His first couple of drafts were less than well received by a fanbase hoping he'd go all in on the final years of a Super Bowl window with Aaron Rodgers. That doesn't negate that he's made some big hits.

Fast forward to today, the blueprint for the Packers' future is playing out in front of our eyes. Thanks to decisions in previous seasons, this year's rookie class is primed to leave one of the longest-lasting marks on the franchise.

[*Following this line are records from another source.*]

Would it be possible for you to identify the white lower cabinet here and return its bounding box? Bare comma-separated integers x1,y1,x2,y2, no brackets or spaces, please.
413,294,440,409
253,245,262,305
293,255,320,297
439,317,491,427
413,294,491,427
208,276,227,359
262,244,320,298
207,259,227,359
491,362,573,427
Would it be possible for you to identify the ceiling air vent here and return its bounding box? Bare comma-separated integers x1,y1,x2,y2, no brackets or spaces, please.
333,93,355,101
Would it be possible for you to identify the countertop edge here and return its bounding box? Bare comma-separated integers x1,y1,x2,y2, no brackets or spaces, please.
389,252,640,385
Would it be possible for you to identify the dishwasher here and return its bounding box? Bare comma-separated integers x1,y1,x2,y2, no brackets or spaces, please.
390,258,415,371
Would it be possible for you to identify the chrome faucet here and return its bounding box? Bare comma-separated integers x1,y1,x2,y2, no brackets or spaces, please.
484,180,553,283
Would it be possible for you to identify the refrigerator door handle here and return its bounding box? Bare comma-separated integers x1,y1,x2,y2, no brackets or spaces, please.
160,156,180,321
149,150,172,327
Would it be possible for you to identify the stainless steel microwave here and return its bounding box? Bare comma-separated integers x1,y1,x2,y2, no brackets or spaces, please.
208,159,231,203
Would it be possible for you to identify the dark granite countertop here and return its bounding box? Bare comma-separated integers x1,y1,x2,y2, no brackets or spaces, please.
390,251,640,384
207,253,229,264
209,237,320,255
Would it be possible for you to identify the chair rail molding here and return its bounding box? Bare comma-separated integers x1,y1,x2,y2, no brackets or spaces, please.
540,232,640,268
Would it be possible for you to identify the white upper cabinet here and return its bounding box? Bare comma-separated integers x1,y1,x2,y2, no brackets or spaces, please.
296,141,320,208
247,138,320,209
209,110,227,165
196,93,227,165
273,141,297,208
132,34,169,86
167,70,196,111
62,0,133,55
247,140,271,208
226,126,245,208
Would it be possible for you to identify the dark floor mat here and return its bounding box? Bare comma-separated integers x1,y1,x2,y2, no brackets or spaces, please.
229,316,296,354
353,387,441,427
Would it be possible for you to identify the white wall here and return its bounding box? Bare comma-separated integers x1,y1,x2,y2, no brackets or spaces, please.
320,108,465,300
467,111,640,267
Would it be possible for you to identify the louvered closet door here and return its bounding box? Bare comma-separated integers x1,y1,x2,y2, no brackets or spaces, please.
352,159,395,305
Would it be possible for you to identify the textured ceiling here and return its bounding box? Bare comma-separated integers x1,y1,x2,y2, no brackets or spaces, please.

2018-2019: Laying The Foundation

The 2018 and 2019 drafts were significant in their own sense, and it's certainly the case that not enough was done to propel Aaron Rodgers to another Super Bowl in the form of first-round offensive weapons.

Both drafts were ultimately duds salvaged by three players who are tops at their position and have earned mega-extensions in Green Bay: Jaire Alexander, Rashan Gary, and Elgton Jenkins. Darnell Savage also had a great start to his career before sputtering in Joe Barry's defense.

However, Gutekunst was clearly following the Packers' historical playbook with first-round draft picks. Before 2020, 12 of the last 15 first-round picks for the Packers were defense. Only Aaron Rodgers and two offensive tackles were the exception.

The Packers are dedicated to building their defense with cream-of-the-crop talent and have afforded the means to do so thanks to being impeccable with drafting skill-position players and offensive linemen in every other round.

With minimal top young talent on the defense when Gutekunst took over, it's understandable that a priority was to add players who would become staples of the unit for years to come.

But like when Thompson took over in 2005 and used his very first draft pick on Aaron Rodgers, Gutekunst wasted little time to lock up "his guy."